Captive portal identity source

A captive portal identity source is an active authentication method that

  • presents a login page to users and authenticates HTTP and HTTPS traffic to enable secure access to network resources

  • requires authentication to access the internet or to access restricted internal resources

  • differs from passive authentication by presenting users with a login page on the managed device rather than querying the authentication realm.

You typically use captive portal to require authentication to access the internet or to access restricted internal resources; you can optionally configure guest access to resources. After the system authenticates captive portal users, it handles their user traffic according to access control rules. Captive portal performs authentication on HTTP and HTTPS traffic only.

Captive portal authentication details

Captive portal is one of the authoritative identity sources supported by the system. Active authentication differs from passive authentication in that the user is presented with a login page by the managed device, whereas passive authentication queries the authentication realm (for example, Microsoft AD) to authenticate the user.

After the system authenticates captive portal users, it handles their user traffic according to access control rules.

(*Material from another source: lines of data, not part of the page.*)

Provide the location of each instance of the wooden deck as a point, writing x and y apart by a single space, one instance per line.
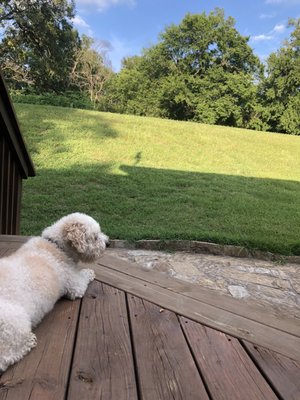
140 335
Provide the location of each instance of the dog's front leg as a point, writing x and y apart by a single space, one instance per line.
78 283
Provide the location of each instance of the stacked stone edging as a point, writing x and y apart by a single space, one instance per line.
195 246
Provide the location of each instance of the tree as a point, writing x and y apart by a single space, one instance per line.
91 69
281 88
202 70
38 43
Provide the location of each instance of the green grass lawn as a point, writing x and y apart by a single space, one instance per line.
148 178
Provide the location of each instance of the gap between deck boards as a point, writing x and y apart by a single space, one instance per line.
112 271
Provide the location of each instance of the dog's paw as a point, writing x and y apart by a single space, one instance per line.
89 274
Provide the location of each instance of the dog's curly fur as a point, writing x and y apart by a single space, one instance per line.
38 274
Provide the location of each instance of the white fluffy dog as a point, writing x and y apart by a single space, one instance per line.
38 274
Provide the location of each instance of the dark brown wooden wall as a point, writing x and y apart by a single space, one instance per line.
10 190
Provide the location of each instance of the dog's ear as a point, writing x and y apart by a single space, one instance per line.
75 234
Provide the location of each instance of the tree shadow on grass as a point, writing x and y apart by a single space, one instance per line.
147 203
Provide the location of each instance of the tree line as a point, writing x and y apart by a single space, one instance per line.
201 70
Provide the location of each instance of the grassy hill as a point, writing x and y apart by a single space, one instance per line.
148 178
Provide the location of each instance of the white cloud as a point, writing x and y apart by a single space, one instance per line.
279 28
284 2
120 49
260 38
267 16
82 25
80 22
102 5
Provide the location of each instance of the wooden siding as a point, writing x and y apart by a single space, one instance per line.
15 165
10 191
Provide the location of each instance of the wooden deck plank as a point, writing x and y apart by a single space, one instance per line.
282 372
228 371
166 369
43 373
265 315
206 314
103 365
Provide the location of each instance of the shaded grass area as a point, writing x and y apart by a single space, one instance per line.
145 178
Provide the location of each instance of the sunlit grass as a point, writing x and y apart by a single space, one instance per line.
151 178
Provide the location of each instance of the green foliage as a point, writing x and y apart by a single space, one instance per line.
38 43
90 70
68 99
281 87
149 178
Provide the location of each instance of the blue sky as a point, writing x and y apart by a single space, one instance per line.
125 27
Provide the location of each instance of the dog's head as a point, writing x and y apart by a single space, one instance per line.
79 235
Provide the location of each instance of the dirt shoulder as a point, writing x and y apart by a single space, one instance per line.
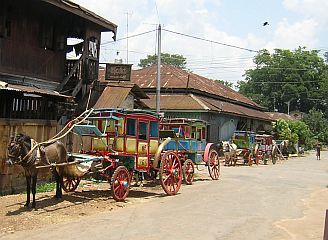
306 227
90 198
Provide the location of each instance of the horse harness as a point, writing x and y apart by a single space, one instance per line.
33 155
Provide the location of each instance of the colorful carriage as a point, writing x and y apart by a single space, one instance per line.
121 143
189 142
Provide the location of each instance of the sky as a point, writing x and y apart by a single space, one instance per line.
233 29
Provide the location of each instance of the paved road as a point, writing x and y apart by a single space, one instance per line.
245 204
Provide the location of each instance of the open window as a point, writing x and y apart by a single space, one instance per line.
153 129
143 130
131 127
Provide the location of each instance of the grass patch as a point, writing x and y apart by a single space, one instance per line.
46 187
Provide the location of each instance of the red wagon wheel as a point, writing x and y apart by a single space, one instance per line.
171 173
120 183
250 159
69 184
214 164
188 171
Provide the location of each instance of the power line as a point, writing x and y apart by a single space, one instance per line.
132 36
211 41
315 81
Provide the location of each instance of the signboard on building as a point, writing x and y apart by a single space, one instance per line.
118 72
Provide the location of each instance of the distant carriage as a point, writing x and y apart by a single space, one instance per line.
247 149
267 150
189 141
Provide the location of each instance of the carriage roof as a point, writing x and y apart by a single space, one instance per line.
182 121
123 111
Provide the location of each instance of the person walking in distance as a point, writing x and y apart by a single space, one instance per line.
318 149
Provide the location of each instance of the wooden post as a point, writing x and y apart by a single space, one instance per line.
325 233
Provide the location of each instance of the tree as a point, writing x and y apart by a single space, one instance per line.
317 124
298 78
166 58
296 132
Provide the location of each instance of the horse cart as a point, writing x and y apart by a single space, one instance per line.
267 150
119 144
188 140
246 148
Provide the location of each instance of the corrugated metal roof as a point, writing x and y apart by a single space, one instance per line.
29 89
175 102
172 77
112 97
197 103
235 109
279 116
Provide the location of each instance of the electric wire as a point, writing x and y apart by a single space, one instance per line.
211 41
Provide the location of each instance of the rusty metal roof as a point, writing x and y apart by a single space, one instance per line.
279 116
176 78
115 94
30 90
84 13
234 109
191 102
175 102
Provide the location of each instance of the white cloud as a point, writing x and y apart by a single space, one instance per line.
202 18
314 9
290 36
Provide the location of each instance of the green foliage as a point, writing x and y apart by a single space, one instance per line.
166 58
295 131
318 125
299 77
46 187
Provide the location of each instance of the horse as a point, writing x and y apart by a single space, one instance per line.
19 152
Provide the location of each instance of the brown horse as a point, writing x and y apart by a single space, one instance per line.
43 155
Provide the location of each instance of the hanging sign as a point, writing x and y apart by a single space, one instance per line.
118 72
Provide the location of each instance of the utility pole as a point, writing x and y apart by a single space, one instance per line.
288 104
127 36
158 86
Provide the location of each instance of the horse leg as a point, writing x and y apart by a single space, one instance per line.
58 184
28 190
34 179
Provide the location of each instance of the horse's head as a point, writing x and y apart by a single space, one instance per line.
16 149
225 146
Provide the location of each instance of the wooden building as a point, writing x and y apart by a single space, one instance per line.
188 95
37 82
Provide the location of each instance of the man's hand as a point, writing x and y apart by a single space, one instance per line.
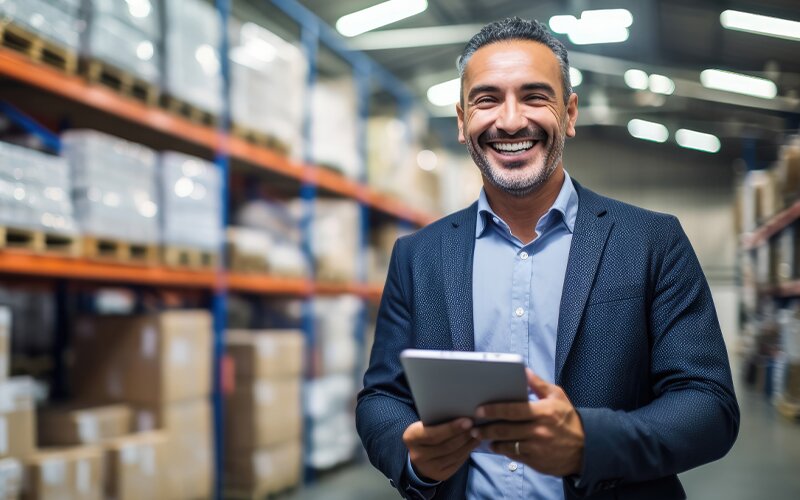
546 435
438 451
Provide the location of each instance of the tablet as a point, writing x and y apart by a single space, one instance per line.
452 384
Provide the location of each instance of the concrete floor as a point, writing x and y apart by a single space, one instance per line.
764 464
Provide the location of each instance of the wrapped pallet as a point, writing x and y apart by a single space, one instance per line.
118 203
125 35
191 63
268 82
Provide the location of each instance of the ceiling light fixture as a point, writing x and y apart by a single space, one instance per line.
700 141
594 26
445 93
760 25
575 77
742 84
661 84
636 79
649 131
379 15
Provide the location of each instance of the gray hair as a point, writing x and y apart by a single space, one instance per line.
514 28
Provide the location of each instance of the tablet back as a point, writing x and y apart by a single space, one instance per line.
451 384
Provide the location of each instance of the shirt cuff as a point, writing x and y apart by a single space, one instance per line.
414 479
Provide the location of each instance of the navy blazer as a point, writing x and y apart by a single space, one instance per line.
639 350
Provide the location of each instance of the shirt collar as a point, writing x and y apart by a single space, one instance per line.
566 204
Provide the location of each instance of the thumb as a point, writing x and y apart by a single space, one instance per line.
539 386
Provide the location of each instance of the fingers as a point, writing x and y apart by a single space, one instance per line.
432 435
539 386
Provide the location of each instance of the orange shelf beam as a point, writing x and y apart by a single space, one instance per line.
772 227
77 89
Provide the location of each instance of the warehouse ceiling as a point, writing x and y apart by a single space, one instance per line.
675 38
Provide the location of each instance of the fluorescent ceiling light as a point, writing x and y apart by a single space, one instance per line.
636 79
735 82
661 84
697 140
649 131
445 93
379 15
760 25
594 26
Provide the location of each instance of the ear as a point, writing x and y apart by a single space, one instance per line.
460 117
572 114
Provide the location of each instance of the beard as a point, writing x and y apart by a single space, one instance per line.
518 185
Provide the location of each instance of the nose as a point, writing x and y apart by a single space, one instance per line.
511 119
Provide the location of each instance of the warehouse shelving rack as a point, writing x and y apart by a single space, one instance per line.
78 93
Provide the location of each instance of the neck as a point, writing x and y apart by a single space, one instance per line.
522 213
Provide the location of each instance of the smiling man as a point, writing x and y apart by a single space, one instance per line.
629 377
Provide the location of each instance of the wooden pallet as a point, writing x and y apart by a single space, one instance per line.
260 139
37 48
38 241
188 111
176 256
120 251
121 81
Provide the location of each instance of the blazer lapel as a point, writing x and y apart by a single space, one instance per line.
458 244
592 228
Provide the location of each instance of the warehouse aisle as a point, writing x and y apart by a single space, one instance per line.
762 464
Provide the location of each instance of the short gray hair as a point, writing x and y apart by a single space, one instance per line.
514 28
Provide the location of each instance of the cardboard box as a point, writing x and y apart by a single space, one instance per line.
149 359
189 454
136 465
17 418
263 414
265 471
5 342
11 475
65 473
69 426
260 354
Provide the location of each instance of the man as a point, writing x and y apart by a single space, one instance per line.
606 302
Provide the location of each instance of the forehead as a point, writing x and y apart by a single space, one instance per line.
507 61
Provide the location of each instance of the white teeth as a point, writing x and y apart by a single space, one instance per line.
512 147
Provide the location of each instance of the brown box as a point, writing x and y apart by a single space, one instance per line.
136 466
259 354
75 425
189 455
150 359
5 342
263 414
11 475
265 471
65 473
17 418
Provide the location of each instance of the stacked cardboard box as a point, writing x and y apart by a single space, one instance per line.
67 473
17 418
263 431
159 364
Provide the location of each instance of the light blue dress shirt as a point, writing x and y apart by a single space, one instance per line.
516 294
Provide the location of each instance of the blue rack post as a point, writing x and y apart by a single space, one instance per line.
219 300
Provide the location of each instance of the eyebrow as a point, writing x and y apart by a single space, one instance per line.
491 89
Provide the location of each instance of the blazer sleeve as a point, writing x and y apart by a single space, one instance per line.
693 417
385 408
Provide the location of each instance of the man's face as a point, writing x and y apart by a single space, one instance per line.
514 121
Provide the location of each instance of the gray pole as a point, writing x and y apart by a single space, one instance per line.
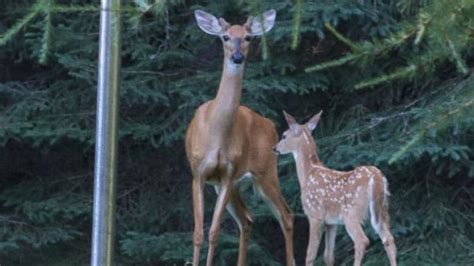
106 135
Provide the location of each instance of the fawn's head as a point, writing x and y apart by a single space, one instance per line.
297 136
235 38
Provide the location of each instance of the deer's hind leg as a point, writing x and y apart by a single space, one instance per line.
269 188
330 231
243 218
354 228
383 230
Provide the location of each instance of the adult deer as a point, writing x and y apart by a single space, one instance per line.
331 197
226 141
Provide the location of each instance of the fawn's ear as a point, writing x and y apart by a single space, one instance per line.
290 120
209 23
259 25
313 122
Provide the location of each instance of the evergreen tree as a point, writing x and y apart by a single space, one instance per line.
394 79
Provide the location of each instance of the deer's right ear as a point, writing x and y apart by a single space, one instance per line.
290 120
208 23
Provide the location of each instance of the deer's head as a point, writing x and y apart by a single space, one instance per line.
297 136
235 38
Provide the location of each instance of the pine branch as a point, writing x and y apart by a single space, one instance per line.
46 39
334 63
397 74
296 25
340 37
8 35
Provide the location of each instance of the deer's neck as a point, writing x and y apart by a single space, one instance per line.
225 105
306 158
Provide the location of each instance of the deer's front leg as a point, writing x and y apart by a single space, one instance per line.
222 200
314 239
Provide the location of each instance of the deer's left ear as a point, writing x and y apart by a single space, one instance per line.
313 122
259 25
210 24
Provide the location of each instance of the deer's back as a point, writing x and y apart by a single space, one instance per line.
248 147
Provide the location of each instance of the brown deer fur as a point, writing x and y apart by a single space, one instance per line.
226 141
331 197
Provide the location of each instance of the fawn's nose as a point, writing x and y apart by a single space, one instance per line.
237 58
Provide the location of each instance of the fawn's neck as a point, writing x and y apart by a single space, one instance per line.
306 158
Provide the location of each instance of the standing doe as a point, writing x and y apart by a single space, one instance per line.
331 197
226 141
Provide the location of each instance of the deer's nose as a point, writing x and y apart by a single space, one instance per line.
237 58
275 150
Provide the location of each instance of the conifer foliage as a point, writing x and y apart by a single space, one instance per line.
394 79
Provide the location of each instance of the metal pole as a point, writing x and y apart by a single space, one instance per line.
106 135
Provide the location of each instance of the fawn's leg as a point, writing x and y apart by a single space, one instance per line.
330 242
359 238
314 239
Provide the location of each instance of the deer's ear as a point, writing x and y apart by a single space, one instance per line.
290 120
313 122
210 24
259 25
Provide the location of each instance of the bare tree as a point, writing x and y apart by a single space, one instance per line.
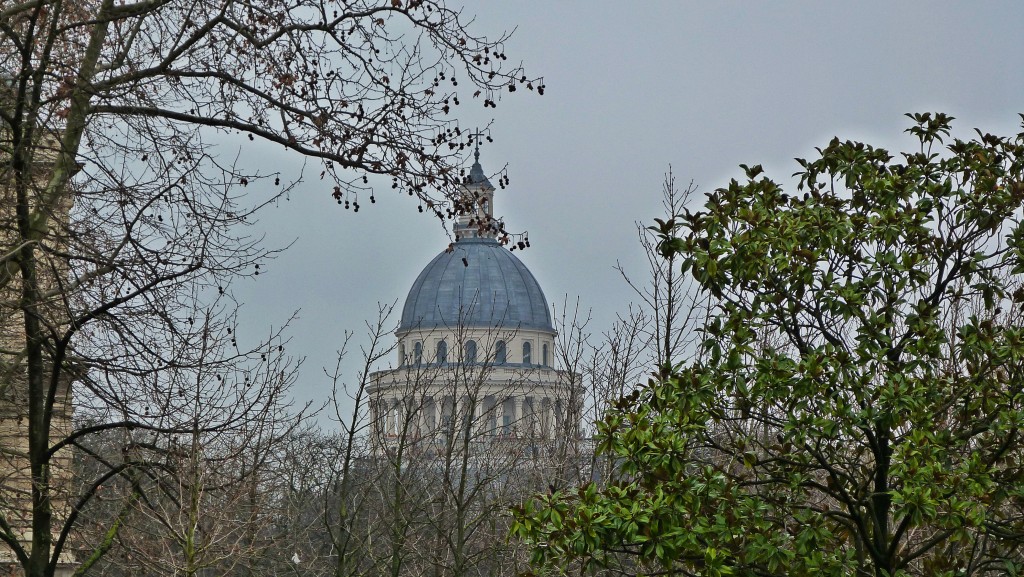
123 227
434 456
669 303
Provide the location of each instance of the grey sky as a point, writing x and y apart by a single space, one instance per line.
632 88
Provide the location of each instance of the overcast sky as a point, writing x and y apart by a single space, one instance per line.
633 88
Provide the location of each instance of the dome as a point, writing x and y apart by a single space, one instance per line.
478 283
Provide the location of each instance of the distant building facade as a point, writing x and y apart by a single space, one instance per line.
15 472
475 351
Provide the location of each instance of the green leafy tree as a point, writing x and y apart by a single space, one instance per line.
857 406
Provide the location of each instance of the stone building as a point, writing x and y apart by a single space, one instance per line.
15 471
475 349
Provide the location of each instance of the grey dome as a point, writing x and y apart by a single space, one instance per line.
478 284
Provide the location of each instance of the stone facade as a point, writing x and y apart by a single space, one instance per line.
15 476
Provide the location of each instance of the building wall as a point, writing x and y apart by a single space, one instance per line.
15 478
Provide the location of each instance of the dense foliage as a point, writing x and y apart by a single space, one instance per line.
857 406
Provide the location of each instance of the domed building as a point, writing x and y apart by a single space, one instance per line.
475 351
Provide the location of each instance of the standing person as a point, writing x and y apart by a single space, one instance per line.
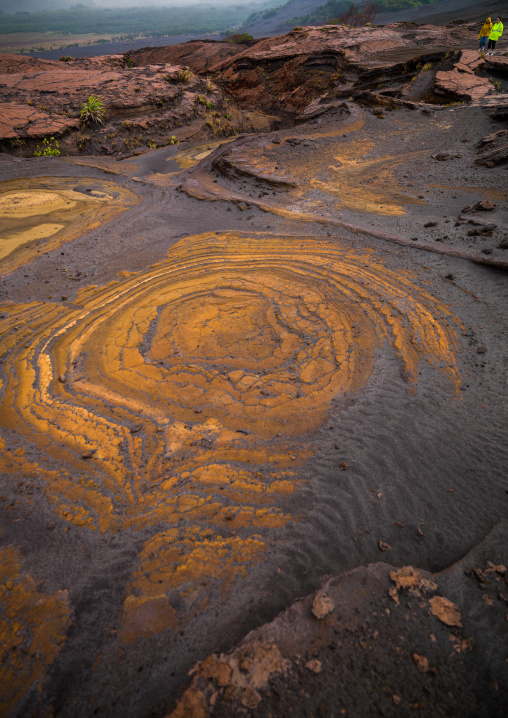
484 34
494 36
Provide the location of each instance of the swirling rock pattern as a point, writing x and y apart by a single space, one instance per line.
33 627
181 395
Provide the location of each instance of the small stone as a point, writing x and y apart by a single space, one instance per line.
314 665
250 698
444 609
322 606
484 206
421 663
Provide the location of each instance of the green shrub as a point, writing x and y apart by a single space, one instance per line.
93 110
50 148
185 74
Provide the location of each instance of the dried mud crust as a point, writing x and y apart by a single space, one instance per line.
332 171
378 639
214 398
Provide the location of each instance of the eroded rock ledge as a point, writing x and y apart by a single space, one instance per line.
378 639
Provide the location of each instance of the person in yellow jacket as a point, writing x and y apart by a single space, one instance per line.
494 36
484 34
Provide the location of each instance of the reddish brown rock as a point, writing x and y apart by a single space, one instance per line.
461 83
199 55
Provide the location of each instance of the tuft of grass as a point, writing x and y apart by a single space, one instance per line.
93 110
50 148
185 75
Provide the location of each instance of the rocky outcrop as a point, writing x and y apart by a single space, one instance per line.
144 106
150 96
378 639
199 55
461 83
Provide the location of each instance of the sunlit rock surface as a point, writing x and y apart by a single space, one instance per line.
233 367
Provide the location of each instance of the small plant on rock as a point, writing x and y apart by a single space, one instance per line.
50 148
185 74
93 110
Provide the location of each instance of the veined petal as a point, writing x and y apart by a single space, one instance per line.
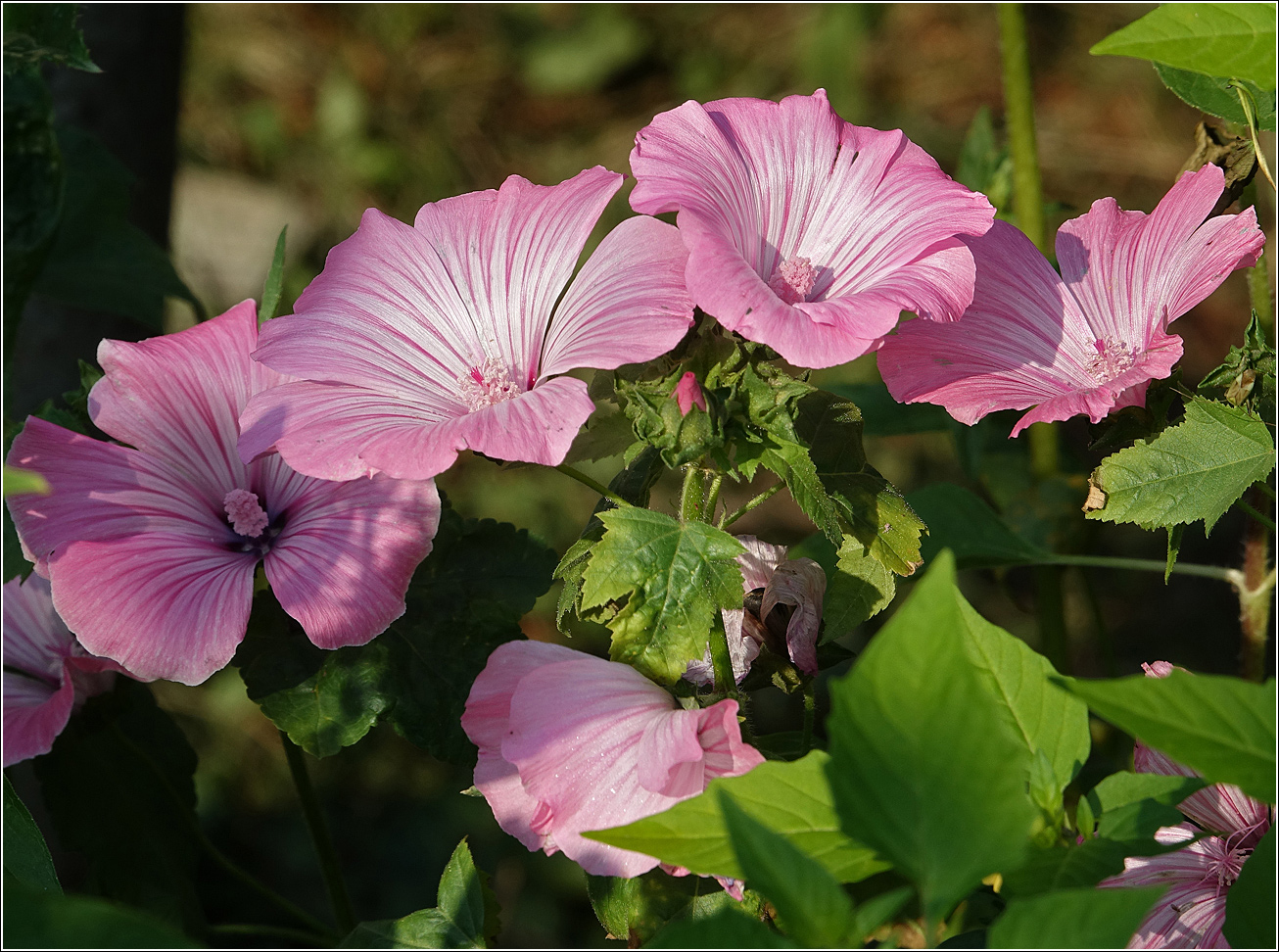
347 554
163 605
627 305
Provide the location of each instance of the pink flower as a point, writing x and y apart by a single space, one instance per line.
46 673
1192 911
416 343
773 584
151 547
1089 341
807 233
569 742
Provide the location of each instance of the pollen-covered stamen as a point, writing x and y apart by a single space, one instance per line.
1113 358
246 513
793 280
488 384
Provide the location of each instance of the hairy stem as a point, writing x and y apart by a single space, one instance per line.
320 837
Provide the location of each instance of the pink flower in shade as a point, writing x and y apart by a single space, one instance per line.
1090 339
151 547
46 673
569 743
807 233
782 610
416 343
1198 877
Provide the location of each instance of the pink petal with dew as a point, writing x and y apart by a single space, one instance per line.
101 491
347 554
627 305
163 605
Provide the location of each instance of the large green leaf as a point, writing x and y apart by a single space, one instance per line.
792 798
1233 40
25 855
1221 727
1073 919
924 767
1191 471
119 785
812 906
464 915
673 576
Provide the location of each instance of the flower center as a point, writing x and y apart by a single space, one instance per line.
488 384
1113 358
793 280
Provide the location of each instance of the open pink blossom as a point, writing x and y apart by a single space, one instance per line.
151 547
46 673
1090 339
782 610
807 233
1198 877
569 743
416 343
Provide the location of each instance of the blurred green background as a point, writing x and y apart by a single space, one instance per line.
308 114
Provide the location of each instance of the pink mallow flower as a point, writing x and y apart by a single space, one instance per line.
1198 877
151 547
807 233
1090 339
46 673
418 342
569 743
782 610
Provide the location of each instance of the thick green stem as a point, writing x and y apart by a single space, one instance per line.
320 837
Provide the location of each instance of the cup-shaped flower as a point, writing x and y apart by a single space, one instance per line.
1198 878
1090 339
805 232
46 672
416 343
571 743
151 547
782 609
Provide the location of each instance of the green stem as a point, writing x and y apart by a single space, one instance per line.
593 484
730 518
320 837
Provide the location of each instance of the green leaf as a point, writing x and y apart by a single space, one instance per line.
1250 906
1073 919
464 915
99 259
25 855
965 523
274 282
1215 96
812 906
792 798
673 576
1221 727
935 784
860 588
1234 40
1017 677
119 787
34 919
1191 471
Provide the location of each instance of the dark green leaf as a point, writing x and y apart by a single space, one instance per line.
792 798
1221 727
935 784
1073 919
24 852
119 785
812 906
1215 38
673 577
1250 906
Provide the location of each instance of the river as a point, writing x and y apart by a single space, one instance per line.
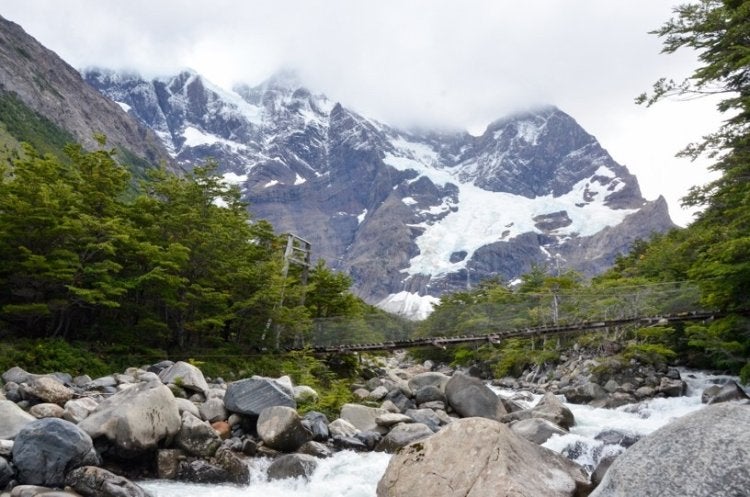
350 474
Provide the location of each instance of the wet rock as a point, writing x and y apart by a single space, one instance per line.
500 463
703 453
362 417
46 410
281 428
77 410
402 435
730 391
46 449
197 437
136 419
47 389
200 471
213 410
186 376
250 396
292 466
317 424
90 481
537 430
13 419
470 397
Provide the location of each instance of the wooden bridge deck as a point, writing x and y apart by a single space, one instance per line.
498 336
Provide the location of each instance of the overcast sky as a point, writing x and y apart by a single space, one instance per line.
415 62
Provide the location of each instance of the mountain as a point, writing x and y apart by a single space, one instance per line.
43 98
408 214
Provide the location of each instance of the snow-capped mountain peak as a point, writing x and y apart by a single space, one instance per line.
409 214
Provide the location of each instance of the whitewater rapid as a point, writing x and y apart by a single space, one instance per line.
351 474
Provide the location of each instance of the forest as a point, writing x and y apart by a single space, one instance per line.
98 262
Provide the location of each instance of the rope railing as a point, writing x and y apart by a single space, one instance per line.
522 314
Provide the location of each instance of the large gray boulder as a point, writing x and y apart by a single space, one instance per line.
91 481
402 435
470 397
76 410
251 395
186 376
292 466
135 419
717 393
7 472
13 419
702 453
47 449
537 430
281 428
197 437
47 389
428 379
479 457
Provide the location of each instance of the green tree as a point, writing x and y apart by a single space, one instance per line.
719 32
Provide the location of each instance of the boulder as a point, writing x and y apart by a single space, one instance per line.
281 428
46 410
197 437
402 435
13 419
469 397
702 453
480 457
362 417
17 375
391 419
136 419
76 410
237 469
426 417
200 471
304 394
184 405
90 481
292 466
430 393
730 391
317 423
251 395
550 408
315 449
168 463
341 428
583 394
537 430
431 379
47 449
672 388
185 376
378 394
6 448
213 410
47 389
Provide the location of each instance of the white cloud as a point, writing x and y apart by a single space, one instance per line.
429 63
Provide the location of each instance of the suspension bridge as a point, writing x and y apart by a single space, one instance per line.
518 316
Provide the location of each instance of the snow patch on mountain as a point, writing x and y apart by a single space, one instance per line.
409 305
485 217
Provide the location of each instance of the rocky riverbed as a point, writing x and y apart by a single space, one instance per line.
451 433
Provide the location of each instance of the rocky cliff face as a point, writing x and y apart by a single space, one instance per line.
410 215
50 87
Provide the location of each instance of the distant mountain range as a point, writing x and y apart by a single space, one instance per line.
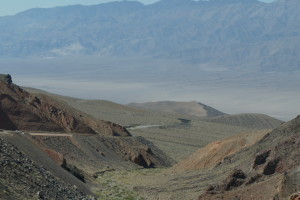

Captive portal performs authentication on HTTP and HTTPS traffic only. You can optionally configure guest access to resources.

Note

To use a Microsoft Azure AD (SAML) realm for captive portal, see Create a Microsoft Azure AD (SAML) realm for active authentication (captive portal).

Note

HTTPS traffic must be decrypted before captive portal can perform authentication.

Captive portal also records failed authentication attempts. A failed attempt does not add a new user to the list of users in the database. The user activity type for failed authentication activity reported by captive portal is Failed Auth User.

The authentication data gained from captive portal can be used for user awareness and user control.